Тут может возникнуть возражение, что в фикциональном произведении «происшествий», собственно, нет. Такой тезис был выдвинут, например, Доррит Кон [1995: 108]. Ученая видит «абсолютное различие» между историографическим и фикциональным повествованием, полагая это различие в том, что первое обладает не только «историей» (story) и «дискурсом», но и третьим уровнем, «референтной ступенью» (Referenzstufe). Против этого следует возразить, что такой референтный уровень существует и в фикциональном повествовании, хотя и не в виде заданной реальной действительности, а в модусе подразумеваемой фиктивной действительности. Происшествия доступны читателю не сами по себе, а лишь как конструкт, как ре-конструкт, созданный им на основе истории. Кон права с точки зрения генетической, но в генеративной, порождающей модели происшествия являются тем референтным уровнем, который логически предшествует всем актам отбора. А отобранность элементов ощущается на каждом шагу, прежде всего в тех отрывках, где заметны какие-то лакуны, т. е. неотобранные элементы (о них см. ниже).
Поскольку происшествия – это не что иное, как подразумеваемый исходный материал для отбора, результатом которого является история, они могут быть определены не по отношению к реальному миру – точнее, к господствующим в данном мире категориям, – а только к самой подразумевающей их истории. Происшествия имеют только ту онтологическую характеристику и те прагматические возможности, которыми наделена сама история. Ответы на вопросы, какая онтология осуществляется, какие инстанции могут в данном мире выступать как агенты, какие акции в принципе возможны и т. п., дают не происшествия, а история. Поэтому происшествия категориально целиком предопределены подразумевающей их историей (более подробно: [Шмид 2008в]).
Отбор и точка зрения
Отбор элементов и их свойств создает не только историю, но также перцептивную, пространственную, временную, идеологическую и языковую точки зрения, с которых воспринимаются и осмысливаются происшествия. В чисто нарраториальном изложении имплицитная перспективность истории более или менее ощутима. Рассмотрим поэтому отрывок текста, отличающийся сложной точкой зрения, характерной для постреалистической прозы. Это – начало «Скрипки Ротшильда» Чехова:
Городок был маленький, хуже деревни, и жили в нем почти одни только старики, которые умирали так редко, что даже досадно. В больницу же и в тюремный замок гробов требовалось очень мало. Одним словом, дела были скверные (Чехов А. П. Полн. собр. соч. и писем: В 30 т. Соч. Т. 8. С. 297).
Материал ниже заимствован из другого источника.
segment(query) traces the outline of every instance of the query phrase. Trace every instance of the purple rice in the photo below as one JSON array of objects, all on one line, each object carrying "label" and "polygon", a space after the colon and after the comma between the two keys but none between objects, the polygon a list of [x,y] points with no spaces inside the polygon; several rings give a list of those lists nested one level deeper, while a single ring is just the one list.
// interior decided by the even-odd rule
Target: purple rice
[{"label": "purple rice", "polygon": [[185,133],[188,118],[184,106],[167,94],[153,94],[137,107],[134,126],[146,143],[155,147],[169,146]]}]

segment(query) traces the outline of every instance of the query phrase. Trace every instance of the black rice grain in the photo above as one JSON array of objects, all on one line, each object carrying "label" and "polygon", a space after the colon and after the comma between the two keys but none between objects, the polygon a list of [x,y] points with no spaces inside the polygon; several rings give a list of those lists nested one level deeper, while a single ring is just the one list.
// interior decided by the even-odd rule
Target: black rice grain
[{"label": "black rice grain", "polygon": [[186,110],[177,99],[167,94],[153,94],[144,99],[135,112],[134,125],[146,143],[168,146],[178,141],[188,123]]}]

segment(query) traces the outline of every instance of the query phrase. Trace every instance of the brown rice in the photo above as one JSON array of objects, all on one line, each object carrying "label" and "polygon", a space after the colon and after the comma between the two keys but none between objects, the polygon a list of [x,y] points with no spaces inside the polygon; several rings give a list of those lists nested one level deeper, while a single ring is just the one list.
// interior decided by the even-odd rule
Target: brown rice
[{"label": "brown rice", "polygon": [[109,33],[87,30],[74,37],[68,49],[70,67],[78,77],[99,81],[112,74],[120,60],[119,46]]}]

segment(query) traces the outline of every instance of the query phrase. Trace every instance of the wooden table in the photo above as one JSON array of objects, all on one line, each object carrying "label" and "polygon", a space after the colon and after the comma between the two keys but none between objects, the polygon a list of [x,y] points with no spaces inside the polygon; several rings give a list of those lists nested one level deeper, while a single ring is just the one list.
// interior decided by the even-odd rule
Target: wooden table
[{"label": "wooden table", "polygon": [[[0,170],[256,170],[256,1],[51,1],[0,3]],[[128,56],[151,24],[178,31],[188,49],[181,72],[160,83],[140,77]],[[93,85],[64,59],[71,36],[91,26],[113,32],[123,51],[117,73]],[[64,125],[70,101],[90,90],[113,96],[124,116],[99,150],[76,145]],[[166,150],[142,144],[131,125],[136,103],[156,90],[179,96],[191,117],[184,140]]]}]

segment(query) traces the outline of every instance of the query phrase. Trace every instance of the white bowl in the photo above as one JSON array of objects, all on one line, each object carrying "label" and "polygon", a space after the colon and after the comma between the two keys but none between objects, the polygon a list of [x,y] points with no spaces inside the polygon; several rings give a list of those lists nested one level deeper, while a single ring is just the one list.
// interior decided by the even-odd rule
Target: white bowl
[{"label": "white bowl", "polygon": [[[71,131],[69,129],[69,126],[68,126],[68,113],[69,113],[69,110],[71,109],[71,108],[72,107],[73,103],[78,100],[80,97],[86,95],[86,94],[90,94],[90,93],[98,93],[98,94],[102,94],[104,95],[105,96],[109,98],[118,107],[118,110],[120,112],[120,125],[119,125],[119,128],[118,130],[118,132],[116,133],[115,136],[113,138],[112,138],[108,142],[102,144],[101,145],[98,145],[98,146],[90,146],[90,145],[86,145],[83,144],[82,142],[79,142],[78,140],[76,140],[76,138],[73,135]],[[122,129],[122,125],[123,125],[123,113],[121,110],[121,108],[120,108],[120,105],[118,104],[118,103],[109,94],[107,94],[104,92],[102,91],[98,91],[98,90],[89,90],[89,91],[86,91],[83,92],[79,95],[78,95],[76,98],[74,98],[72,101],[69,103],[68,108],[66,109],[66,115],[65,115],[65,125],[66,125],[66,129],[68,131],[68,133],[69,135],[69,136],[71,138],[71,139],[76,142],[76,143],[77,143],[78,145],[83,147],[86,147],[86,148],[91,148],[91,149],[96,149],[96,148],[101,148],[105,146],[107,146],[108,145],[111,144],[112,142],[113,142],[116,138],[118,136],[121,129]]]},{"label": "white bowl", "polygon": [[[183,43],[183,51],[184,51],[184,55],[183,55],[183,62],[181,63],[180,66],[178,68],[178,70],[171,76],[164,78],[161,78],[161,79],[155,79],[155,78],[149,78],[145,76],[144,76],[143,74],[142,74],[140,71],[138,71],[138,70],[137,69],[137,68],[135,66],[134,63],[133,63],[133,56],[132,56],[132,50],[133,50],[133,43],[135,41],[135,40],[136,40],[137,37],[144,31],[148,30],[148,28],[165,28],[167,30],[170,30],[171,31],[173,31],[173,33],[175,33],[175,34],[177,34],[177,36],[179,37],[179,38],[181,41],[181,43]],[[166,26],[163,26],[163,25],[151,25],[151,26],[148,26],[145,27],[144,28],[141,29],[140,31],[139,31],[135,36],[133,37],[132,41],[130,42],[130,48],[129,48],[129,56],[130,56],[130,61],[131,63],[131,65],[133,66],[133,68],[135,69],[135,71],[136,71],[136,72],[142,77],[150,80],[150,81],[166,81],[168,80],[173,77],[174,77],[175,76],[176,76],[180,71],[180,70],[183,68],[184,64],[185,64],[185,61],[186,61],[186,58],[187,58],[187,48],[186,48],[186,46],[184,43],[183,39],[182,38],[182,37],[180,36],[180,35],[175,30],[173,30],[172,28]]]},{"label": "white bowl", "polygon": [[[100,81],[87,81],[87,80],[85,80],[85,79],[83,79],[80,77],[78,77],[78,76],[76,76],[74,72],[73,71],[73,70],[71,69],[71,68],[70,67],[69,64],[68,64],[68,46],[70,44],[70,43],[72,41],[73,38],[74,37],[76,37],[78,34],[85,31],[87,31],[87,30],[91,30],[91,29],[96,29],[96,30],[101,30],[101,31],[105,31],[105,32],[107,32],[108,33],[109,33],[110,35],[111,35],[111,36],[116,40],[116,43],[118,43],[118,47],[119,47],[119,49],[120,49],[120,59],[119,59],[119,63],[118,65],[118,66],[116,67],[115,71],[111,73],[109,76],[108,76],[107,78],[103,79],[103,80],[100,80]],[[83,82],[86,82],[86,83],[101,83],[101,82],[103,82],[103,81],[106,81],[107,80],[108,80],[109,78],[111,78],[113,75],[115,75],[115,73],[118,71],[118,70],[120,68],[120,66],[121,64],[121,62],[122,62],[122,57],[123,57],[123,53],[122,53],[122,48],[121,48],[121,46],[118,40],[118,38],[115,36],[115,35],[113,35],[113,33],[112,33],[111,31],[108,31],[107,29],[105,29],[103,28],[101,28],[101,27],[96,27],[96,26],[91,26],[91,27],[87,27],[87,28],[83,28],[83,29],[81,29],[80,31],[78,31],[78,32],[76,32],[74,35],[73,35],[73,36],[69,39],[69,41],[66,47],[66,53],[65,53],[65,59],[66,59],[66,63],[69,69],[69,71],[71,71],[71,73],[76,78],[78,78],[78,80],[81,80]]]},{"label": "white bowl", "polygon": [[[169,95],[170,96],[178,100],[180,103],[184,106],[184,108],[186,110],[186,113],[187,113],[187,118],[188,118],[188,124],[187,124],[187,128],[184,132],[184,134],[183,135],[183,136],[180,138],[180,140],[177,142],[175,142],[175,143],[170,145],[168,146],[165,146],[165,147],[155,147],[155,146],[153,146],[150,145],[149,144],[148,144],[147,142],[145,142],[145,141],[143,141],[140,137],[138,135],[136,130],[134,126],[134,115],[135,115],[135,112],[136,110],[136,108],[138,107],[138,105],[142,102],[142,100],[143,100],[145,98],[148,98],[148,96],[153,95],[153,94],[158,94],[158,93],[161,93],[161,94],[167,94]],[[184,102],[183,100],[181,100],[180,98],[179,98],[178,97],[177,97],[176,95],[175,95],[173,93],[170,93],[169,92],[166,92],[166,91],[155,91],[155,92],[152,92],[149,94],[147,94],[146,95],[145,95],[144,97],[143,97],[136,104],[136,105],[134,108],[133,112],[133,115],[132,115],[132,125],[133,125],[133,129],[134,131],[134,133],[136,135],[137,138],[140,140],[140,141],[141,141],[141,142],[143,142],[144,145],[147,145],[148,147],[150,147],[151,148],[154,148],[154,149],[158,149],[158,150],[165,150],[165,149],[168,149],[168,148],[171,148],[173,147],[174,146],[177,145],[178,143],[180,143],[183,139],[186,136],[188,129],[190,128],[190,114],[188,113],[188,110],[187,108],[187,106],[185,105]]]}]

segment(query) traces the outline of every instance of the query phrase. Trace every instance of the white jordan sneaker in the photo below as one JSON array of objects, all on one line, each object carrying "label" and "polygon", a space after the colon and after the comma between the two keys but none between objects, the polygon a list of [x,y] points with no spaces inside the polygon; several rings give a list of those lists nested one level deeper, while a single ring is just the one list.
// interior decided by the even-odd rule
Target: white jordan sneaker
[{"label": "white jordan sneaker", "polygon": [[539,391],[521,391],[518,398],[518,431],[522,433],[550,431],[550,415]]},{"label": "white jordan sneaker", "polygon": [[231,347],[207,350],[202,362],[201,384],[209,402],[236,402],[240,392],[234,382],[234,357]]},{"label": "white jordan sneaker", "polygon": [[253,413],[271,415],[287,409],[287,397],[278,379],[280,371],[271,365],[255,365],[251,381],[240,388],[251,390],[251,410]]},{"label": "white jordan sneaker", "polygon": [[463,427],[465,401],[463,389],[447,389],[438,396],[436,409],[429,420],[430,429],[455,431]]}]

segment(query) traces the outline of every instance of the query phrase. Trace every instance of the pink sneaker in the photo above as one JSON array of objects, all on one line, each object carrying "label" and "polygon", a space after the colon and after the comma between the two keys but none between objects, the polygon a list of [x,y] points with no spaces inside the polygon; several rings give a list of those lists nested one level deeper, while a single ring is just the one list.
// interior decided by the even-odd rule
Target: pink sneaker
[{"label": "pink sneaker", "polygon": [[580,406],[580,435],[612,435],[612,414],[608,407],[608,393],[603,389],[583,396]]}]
Отрывок излагает исходную ситуацию истории. Отбор элементов (городок, старики, больница, тюремный замок, гробы, дела), их предикации (городок – маленький, хуже деревни; старики умирают так редко, что даже досадно; требуется очень мало гробов) и соединение таких разнообразных единиц, выражающее определенное настроение, воплощают пространственную и идеологическую точки зрения героя, гробовщика Якова Иванова, живущего за счет того, что люди умирают. Временная точка зрения, с которой предстает таким образом исходная ситуация, соответствует также позиции героя, который выходит на сцену на пороге между предысторией (развернутой позже в его же воспоминаниях) и теми происшествиями (смерть Марфы, заболевание Иванова), которые вызывают главное происшествие новеллы, а именно «прозрение» сурового гробовщика. Но нельзя сказать, что здесь излагается ситуация, образуемая самими элементами происшествий. В непрерывных происшествиях ситуаций не существует. Ситуация возникает лишь в сознании того или иного субъекта, осмысливающего действительность, сводящего ее сложность к немногим элементам, создающего ту или иную историю.